Proof: Immediate from Theorem 11.

*****************************************************************************
Examples
*****************************************************************************

fun f () = let ... in loop () end
fun loop () = let ... in loop () end
fun g () = ... K1 (f ()) ... K2 (f ()) ...

(g, 
 {(g, f, K1), (g, f, K2)}, 
 {(f, loop), (loop, loop)})

A'(f) = Unknown
A'(loop) = Unknown
A'(g) = Unknown

Edge = 
{(Root, g)}
U {(Root, K1), (Root, K2)}
U {}
U {(f, loop), (loop, loop)}
U {(K1, f), (K2, f)}

A(f) = Unknown
A(loop) = f
A(g) = Unknown

*****************************************************************************

fun f () = ... g () ... g () ...
fun g () = ... f () ...
fun h () = ... K (f ()) ...

(h,
 {(h, f, K)},
 {(f, g), (g, f)})

A'(f) = Unknown
A'(g) = Unknown
A'(h) = Unknown

Edge =
{(Root, h)} 
U {(Root, K)} 
U {}
U {(f, g), (g, f)}
U {(K, f)}

A(f) = K
A(g) = K
A(h) = Unknown

*****************************************************************************

(Note: this is essentially the concat_1 example that is always missed
by the present call-based and continuation-based analyses.)
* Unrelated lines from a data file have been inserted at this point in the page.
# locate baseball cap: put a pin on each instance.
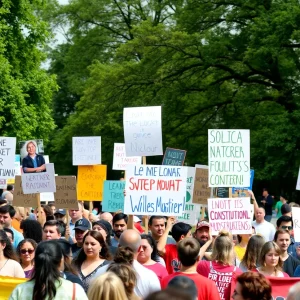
(202, 224)
(61, 212)
(82, 224)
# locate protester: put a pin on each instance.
(26, 250)
(252, 254)
(252, 286)
(148, 257)
(92, 257)
(188, 253)
(147, 281)
(270, 261)
(282, 239)
(7, 212)
(107, 287)
(221, 268)
(263, 227)
(32, 229)
(180, 231)
(47, 282)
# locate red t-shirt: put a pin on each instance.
(220, 274)
(206, 288)
(171, 259)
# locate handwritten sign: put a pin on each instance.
(229, 158)
(86, 150)
(201, 189)
(33, 183)
(174, 157)
(21, 199)
(90, 182)
(155, 190)
(142, 131)
(232, 214)
(121, 160)
(7, 157)
(113, 199)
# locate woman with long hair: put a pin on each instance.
(221, 268)
(93, 255)
(251, 257)
(26, 250)
(270, 261)
(46, 282)
(9, 263)
(148, 256)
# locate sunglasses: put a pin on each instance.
(29, 251)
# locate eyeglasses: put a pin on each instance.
(29, 251)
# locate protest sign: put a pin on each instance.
(33, 183)
(90, 181)
(155, 190)
(232, 214)
(113, 198)
(86, 150)
(66, 196)
(21, 199)
(174, 157)
(229, 158)
(121, 160)
(142, 131)
(7, 157)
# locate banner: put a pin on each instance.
(90, 181)
(120, 160)
(174, 157)
(86, 150)
(113, 199)
(155, 190)
(142, 131)
(232, 214)
(229, 158)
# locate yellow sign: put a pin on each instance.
(90, 182)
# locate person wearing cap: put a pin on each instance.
(82, 226)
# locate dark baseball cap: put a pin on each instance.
(82, 224)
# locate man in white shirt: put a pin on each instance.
(263, 227)
(147, 280)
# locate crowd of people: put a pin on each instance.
(77, 254)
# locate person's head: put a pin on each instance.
(148, 249)
(283, 239)
(252, 254)
(48, 262)
(51, 230)
(260, 215)
(180, 231)
(270, 256)
(107, 287)
(26, 250)
(188, 252)
(157, 225)
(223, 248)
(119, 224)
(32, 229)
(252, 285)
(202, 232)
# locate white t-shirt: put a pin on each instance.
(266, 229)
(147, 280)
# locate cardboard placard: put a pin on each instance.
(229, 158)
(66, 195)
(142, 131)
(155, 190)
(86, 150)
(90, 181)
(113, 199)
(174, 157)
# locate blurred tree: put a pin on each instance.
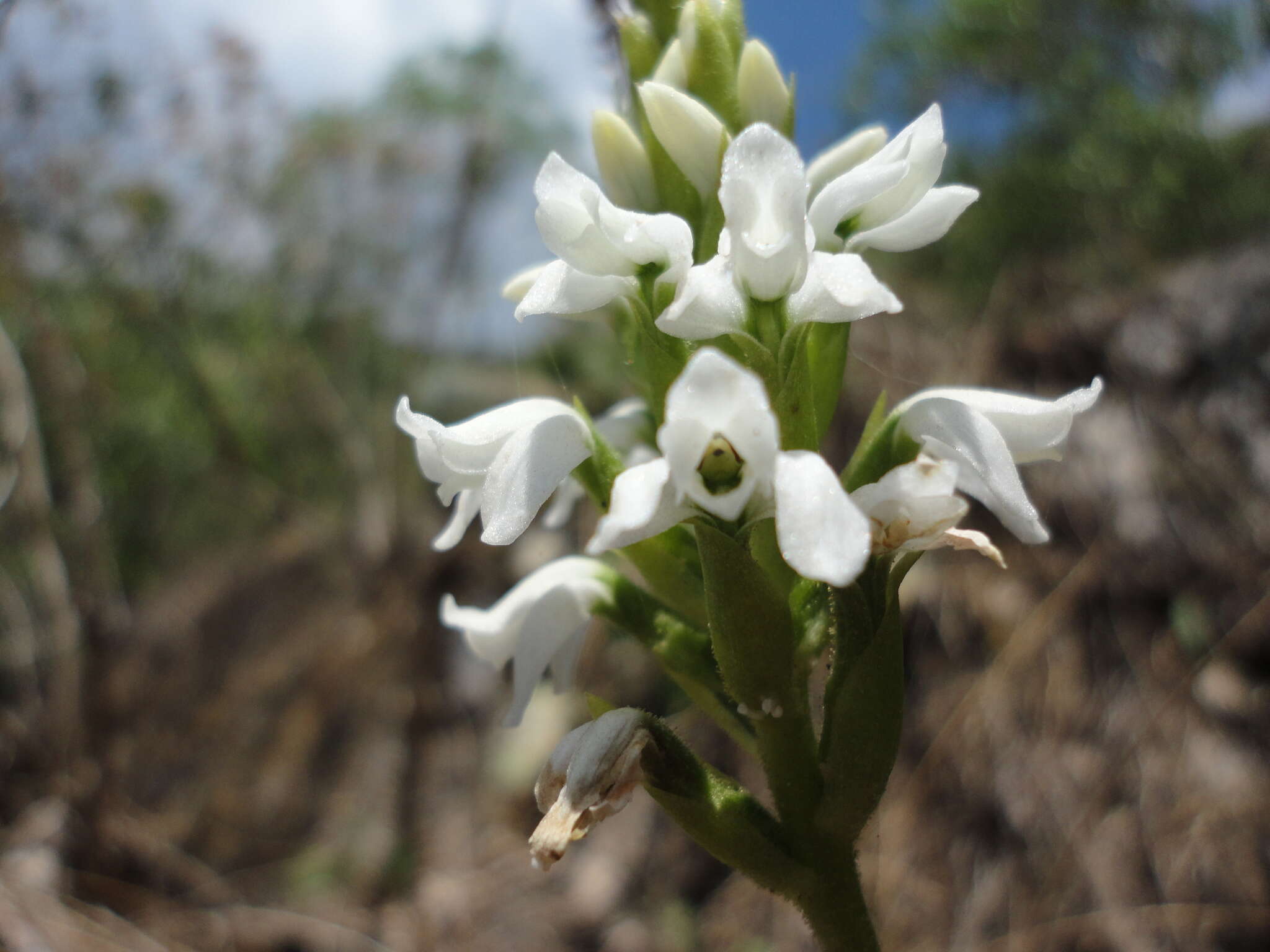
(1104, 159)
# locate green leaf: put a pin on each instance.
(721, 814)
(713, 66)
(864, 701)
(641, 46)
(750, 622)
(812, 361)
(879, 452)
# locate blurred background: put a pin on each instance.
(234, 232)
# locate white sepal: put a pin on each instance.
(538, 625)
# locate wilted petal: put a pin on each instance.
(763, 196)
(590, 776)
(643, 505)
(925, 223)
(527, 470)
(950, 430)
(821, 532)
(563, 289)
(843, 156)
(708, 304)
(840, 288)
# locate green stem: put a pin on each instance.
(835, 909)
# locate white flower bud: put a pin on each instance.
(693, 135)
(590, 776)
(624, 164)
(843, 156)
(761, 88)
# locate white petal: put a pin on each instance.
(466, 505)
(925, 223)
(843, 156)
(642, 506)
(553, 622)
(470, 446)
(840, 288)
(694, 136)
(923, 478)
(763, 196)
(821, 532)
(950, 430)
(526, 471)
(567, 291)
(1034, 428)
(520, 283)
(921, 146)
(422, 428)
(665, 239)
(563, 503)
(708, 304)
(843, 198)
(568, 205)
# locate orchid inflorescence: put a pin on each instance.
(732, 272)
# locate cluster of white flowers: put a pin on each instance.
(788, 245)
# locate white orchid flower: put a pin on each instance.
(913, 508)
(623, 426)
(502, 464)
(721, 455)
(766, 252)
(889, 198)
(987, 433)
(539, 625)
(600, 247)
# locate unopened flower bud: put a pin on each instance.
(624, 164)
(761, 88)
(672, 69)
(693, 135)
(843, 156)
(590, 776)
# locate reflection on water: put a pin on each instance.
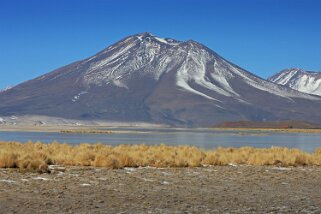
(206, 139)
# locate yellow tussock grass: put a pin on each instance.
(37, 156)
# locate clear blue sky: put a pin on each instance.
(262, 36)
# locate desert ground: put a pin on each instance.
(213, 189)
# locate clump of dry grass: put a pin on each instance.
(37, 156)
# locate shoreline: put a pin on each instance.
(39, 156)
(130, 129)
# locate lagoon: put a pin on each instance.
(202, 138)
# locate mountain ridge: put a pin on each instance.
(145, 78)
(299, 79)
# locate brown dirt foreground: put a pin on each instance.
(214, 189)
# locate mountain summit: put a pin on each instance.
(145, 78)
(299, 79)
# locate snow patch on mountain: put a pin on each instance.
(5, 89)
(77, 97)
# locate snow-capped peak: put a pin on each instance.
(300, 80)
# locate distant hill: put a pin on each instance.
(299, 79)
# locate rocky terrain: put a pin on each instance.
(219, 189)
(300, 80)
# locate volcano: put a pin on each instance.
(145, 78)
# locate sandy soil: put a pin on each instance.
(219, 189)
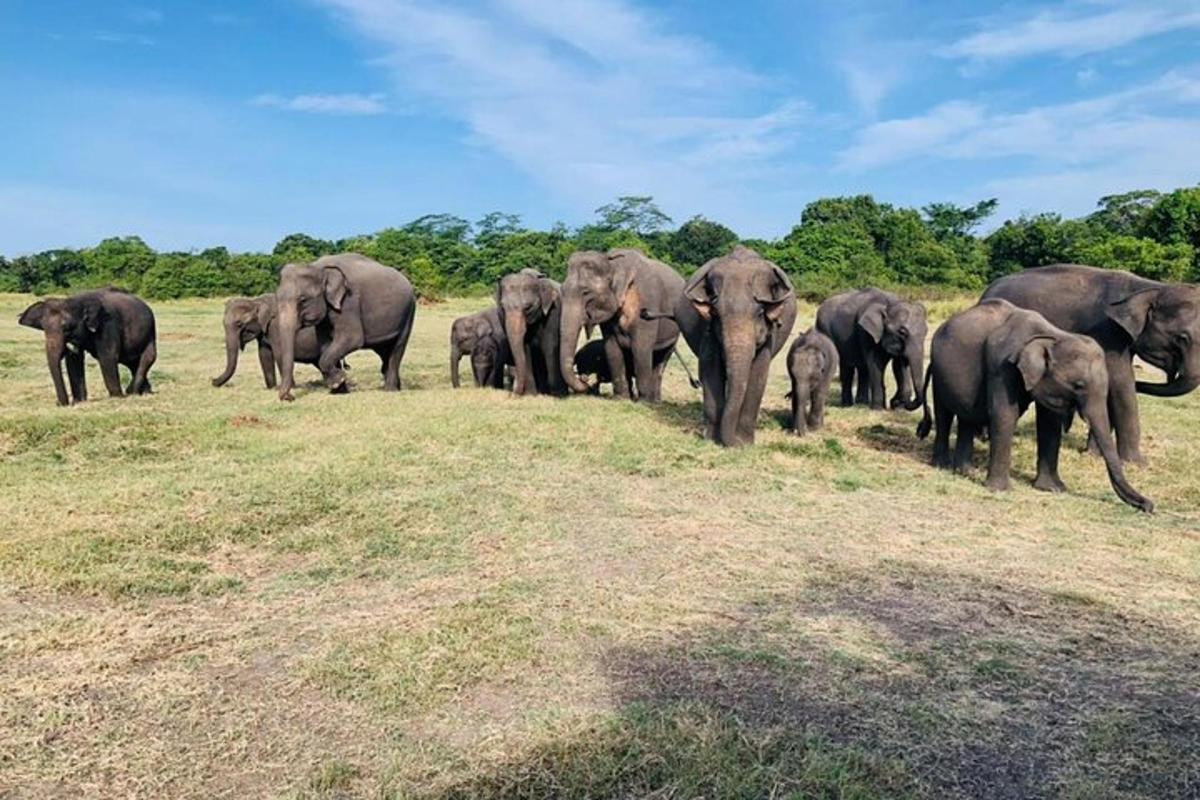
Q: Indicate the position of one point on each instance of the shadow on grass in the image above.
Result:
(910, 684)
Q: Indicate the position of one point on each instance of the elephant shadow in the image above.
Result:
(893, 681)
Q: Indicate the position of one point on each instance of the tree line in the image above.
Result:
(839, 242)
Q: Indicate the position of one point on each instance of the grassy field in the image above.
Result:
(460, 594)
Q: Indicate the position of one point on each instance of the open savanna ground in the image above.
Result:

fun f () = ... g () ... g () ...
fun g () = ... f () ....
fun h () = ... K1 (f ()) ... K2 (f ()) ...

(h,
 {(h, f, K1), (h, f, K2)},
 {(f, g), (g, f)})

A'(f) = Unknown
A'(g) = Unknown
A'(h) = Unknown

Edge =
{(Root, h)} 
U {(Root, K1), (Root, K2)}
U {}
U {(f, g), (g, f)}
U {(K1, h), (K2, h)}

A(f) = Unknown
A(g) = f
A(h) = Unknown

*****************************************************************************

fun f () = ... h () ... g () ...
fun g () = ... h () ... f () ...
fun h () = ...
fun i () = ... K (f ()) ...

(i,
 {(i, f, K)},
 {(f, h), (f, g), (g, h), (g, f)})

A'(f) = Unknown
A'(g) = Unknown
A'(h) = Unknown
A'(i) = Unknown

Edge =
{(Root, i)}
U {(Root, K)}
U {}
U {(f, h), (f, g), (g, h), (g, f)}
U {(K, f)}

A(f) = K
A(g) = K
A(h) = K
A(i) = Unknown

*****************************************************************************

fun h () = ... K (i ()) ... L (f ()) ...
fun f () = ... g () ...
fun g () = ...
fun i () = ... f () ...

(h,
 {(h, i, K), (h, f, L)},
 {(f, g), (i, f)})

A'(h) = Unknown
A'(f) = Unknown
A'(g) = Unknown
A'(i) = Unknown

Edge =
{(Root, h)}
U {(Root, K), (Root, L)}
U {}
U {(f, g), (i, f)}
U {(K, i), (L, f)}

A(h) = Unknown
A(f) = Unknown
A(g) = f
A(i) = K

*****************************************************************************

fun u () = ... K (g ()) ...
fun g () = ...
fun f () = ... g() ...
fun fm () = ... L1 (f ()) ... L2 (f ()) ...

(fm,
 {(u, g, K), (fm, f, L1), (fm, f, L2)},
 {(f, g)})

A'(fm) = Unknown
A'(f) = Unknown
A'(g) = Unknown
A'(u) = Uncalled

Edge =
{(Root, fm)}
U {(Root, K), (Root, L1), (Root, L2)}
U {(Root, u)}
U {(f, g)}
U {(L1, f), (L2, f)}

A(fm) = Unknown
A(f) = Unknown
A(g) = f
A(u) = Uncalled

*****************************************************************************

fun u () = ... g () ...
fun g () = ...
fun f () = ... g () ...
fun fm () = ... L1 (f ()) ... L2 (f ()) ...

(fm,
 {(fm, f, L1), (fm, f, L2)},
 {(u, g), (f, g)})

A'(fm) = Unknown
A'(f) = Unknown
A'(g) = Unknown
A'(u) = Uncalled

Edge =
{(Root, fm)}
U {(Root, L1), (Root, L2)}
U {(Root, u)}
U {(f, g)}
U {(L1, f), (L2, f)}

A(fm) = Unknown
A(f) = Unknown
A(g) = f
A(u) = Uncalled

*****************************************************************************

fun fm () = ... h () ...
fun h () = ... f () ... g () ...
fun f () = ... g () ...
fun g () = ... f () ...

(fm,
 {},
 {(fm, h), (h, f), (h, g), (f, g), (g, f)})

A'(fm) = Unknown
A'(h) = Unknown
A'(f) = Unknown
A'(g) = Unknown

Edge =
{(Root, fm)
U {}
U {}
U {(fm, h), (h, f), (h, g), (f, g), (g, f)}
U {}

A(fm) = Unknown
A(h) = fm
A(f) = fm
A(g) = fm

But no way of nesting h, f, and g to mimic mutual recursion.